2

When I run awk '/2017-12-05T12:07:33.941Z/{y=1;next}y' file.json it works as expected, printing everything after the timestamp.

I'm trying to follow the syntax in this Q/A but my syntax isn't expanding right:

awk -v last_log="$last_log" '/{print last_log}/{y=1;next}y' file.txt

Also trying:

awk -v last_log="$last_log" '/$0 ~ last_log/{y=1;next}y' file.txt

Example, given the following input, return all logs after last processed( 2017-12-05T12:07:33.941Z):

{ "name": "PeriodicWork", "hostname": "myHost", "pid": 12189, "level": 20, "msg": "Executing [CheckFailedTask NodeId=8]", "time": "2017-12-05T10:07:33.941Z", "v": 0 }

{ "name": "PeriodicWork", "hostname": "myHost", "pid": 12188, "level": 50, "msg": "Executing [CheckFailedTask NodeId=8]", "time": "2017-12-05T12:07:33.941Z", "v": 0 }

{ "name": "PeriodicWork", "hostname": "myHost", "pid": 12187, "level": 40, "msg": "Executing [CheckFailedTask NodeId=8]", "time": "2017-12-05T12:57:33.941Z", "v": 0 }

2 Answers2

3

Here, I don't think it was your intention to treat 2017-12-05T12:07:33.941Z as a regexp, (where . would match any character instead of just .).

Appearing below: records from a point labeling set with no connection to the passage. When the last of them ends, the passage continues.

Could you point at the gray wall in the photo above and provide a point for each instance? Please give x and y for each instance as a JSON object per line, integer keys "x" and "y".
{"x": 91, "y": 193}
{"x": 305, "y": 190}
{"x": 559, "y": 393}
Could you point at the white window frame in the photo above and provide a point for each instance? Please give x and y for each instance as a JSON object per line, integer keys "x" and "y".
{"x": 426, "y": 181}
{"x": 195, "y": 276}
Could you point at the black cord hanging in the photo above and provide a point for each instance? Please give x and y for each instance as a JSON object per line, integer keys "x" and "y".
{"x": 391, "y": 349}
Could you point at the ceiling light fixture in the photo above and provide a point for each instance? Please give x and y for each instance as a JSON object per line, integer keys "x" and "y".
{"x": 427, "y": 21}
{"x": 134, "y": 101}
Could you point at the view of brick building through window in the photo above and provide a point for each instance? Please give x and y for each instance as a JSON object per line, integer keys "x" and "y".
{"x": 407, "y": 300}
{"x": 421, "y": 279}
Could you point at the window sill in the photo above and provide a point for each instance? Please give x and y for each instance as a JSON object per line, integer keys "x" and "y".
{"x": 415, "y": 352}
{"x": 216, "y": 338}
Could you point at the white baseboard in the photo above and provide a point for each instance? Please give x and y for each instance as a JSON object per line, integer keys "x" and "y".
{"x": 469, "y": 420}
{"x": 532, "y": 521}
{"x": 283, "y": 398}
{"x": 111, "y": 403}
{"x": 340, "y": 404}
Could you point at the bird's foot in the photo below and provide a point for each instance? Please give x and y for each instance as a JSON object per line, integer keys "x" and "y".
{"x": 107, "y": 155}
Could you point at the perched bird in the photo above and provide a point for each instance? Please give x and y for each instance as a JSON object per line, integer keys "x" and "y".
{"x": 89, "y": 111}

For a substring match, as opposed to a regexp match, you can use index():

LAST_LOG="$last_log" awk 'index($0, ENVIRON["LAST_LOG"]) {y=1;next};y' file.txt

I prefer ENVIRON over -v as -v mangles the content of the variable if it contains backslashes (as already noted in the Q&A you referenced).

About why yours fail:

/{print last_log}/

as a condition, matches on records that match the {print last_log} regular expression, but that's not a valid regular expression ({ is a regexp operator that needs to be used as {2} or {1,5}...).

In:

/$0 ~ last_log/

again, that tries to match on $0 ~ last_log as a regexp. Here that means on lines that contain 0 ~ last_log after the end of the line ($), so will never match. You probably meant:

awk -v last_log="$last_log" '$0 ~ last_log {y=1;next};y' file.txt

That is where the condition is the $0 ~ last_log expression as opposed to just one regexp /foo/. /foo/ is short for $0 ~ /foo/, that is match the foo regexp against the full record.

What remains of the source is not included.